The researchers searched Europe for a location that had the same oolitic limestone. “We found a strikingly close match for grain size and distribution near Lake Garda in the southern Alps, Italy,” the researchers write in Scientific Reports (2022, DOI: 10.1038/s41598-022-06799-z).

The spot was a big surprise for the researchers because Willendorf, where Venus was discovered, is approximately 930 km from Lake Garda. This might mean that Gravettian people moved around quite a bit, transporting artifacts as they moved before the last ice age 21,500 years ago, the researchers note.

 

Celebrating women at scale

While the artist who carved the Venus of Willendorf created a statuette of a woman that could sit in the palm of a Gravettian hand, the Smithsonian Institution has gone big in a recent exhibit, showing off the largest-ever collection of life-size statues of women.

Orange 3D-printed statues at the Smithsonian.
Credit: Kerri Jansen/C&EN
Going Big: The largest collection of statues of women appeared at the Smithsonian in March.

For its project, named #IfThenSheCan–The Exhibit, the Smithsonian assembled 120 bright orange, 3D-printed statues. All the women represented have excelled in the fields of science, technology, engineering, and mathematics (STEM). The display is part of the Smithsonian’s celebration of Women’s History Month in March. The full exhibit of statues debuted at NorthPark Center in Dallas in 2021.

The American Association for the Advancement of Science and Lyda Hill Philanthropies picked the women featured in the statues. The subjects include Jessica Esquivel, one of only 150 black women in the US with a doctorate in physics, and Karina Popovich, a college student who produced over 82,000 pieces of 3D-printed protective clothing for health workers in the early days of the pandemic. Each statue features a unique QR code so that visitors can learn about each of the women’s achievements.
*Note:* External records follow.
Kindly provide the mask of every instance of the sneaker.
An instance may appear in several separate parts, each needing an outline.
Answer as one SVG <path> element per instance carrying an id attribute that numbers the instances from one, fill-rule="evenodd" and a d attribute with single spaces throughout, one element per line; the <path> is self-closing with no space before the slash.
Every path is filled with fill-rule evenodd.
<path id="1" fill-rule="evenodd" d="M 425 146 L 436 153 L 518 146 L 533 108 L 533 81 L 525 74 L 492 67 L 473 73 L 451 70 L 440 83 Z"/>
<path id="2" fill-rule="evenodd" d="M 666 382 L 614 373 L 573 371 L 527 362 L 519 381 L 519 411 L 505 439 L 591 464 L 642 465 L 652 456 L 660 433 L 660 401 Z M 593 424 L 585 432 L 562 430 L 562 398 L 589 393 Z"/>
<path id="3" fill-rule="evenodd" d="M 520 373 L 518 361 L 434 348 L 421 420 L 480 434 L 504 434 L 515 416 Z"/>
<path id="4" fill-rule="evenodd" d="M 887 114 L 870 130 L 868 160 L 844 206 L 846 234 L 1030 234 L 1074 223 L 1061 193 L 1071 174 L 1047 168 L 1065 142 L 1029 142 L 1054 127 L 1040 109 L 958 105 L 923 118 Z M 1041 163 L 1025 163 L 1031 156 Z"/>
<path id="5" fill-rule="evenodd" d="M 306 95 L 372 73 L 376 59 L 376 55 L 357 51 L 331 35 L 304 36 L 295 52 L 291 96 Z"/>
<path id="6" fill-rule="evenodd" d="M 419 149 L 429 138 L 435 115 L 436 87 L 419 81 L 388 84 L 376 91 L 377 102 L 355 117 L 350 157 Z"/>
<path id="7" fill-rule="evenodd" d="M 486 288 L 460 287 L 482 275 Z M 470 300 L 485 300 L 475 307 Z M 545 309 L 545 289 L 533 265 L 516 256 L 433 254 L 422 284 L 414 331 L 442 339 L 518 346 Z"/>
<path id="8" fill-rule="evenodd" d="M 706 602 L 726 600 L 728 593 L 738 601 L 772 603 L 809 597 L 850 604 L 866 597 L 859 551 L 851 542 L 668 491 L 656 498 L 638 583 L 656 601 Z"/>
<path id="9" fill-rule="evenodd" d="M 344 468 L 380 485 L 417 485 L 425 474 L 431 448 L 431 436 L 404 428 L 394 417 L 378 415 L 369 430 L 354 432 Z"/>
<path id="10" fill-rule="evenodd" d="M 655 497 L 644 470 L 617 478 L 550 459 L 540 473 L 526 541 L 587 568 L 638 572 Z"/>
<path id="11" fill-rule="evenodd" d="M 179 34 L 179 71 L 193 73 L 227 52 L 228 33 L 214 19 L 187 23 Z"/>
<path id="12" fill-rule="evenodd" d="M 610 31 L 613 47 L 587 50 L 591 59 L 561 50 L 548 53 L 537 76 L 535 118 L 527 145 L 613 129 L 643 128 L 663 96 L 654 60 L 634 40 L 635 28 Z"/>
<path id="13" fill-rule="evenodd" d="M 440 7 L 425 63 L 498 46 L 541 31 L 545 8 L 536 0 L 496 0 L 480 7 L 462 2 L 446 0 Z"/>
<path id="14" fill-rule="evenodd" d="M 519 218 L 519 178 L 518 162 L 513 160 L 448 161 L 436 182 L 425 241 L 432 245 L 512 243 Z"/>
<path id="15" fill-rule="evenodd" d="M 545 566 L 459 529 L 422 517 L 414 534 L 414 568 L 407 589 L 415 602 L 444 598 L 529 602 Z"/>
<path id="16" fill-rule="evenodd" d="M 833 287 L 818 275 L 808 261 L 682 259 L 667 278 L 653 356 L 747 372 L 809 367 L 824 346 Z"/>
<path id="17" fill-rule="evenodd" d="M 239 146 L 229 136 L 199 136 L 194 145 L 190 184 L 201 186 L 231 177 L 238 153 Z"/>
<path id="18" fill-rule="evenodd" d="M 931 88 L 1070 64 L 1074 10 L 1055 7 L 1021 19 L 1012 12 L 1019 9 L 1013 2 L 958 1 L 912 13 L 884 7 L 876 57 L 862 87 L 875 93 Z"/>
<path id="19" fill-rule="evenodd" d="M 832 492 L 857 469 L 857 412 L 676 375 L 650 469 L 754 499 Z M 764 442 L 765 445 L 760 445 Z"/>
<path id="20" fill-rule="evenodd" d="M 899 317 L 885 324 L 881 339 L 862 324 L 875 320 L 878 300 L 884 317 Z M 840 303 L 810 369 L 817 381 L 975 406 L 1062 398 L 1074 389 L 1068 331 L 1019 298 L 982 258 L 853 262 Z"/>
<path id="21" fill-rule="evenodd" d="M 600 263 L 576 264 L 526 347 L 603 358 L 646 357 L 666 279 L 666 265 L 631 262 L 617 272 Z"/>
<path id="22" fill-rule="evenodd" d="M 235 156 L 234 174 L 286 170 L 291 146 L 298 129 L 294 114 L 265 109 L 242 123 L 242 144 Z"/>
“These striking 3D-printed figures of remarkable women in STEM careers help us celebrate the incredible impact women continue to make on vital scientific endeavors,” secretary of the Smithsonian, Lonnie Bunch, says in a press release. “This exhibition highlights how a more diverse, more inclusive workforce will strengthen our shared future.” Visit the exhibit virtually at ifthenexhibit.org/virtual_tour/.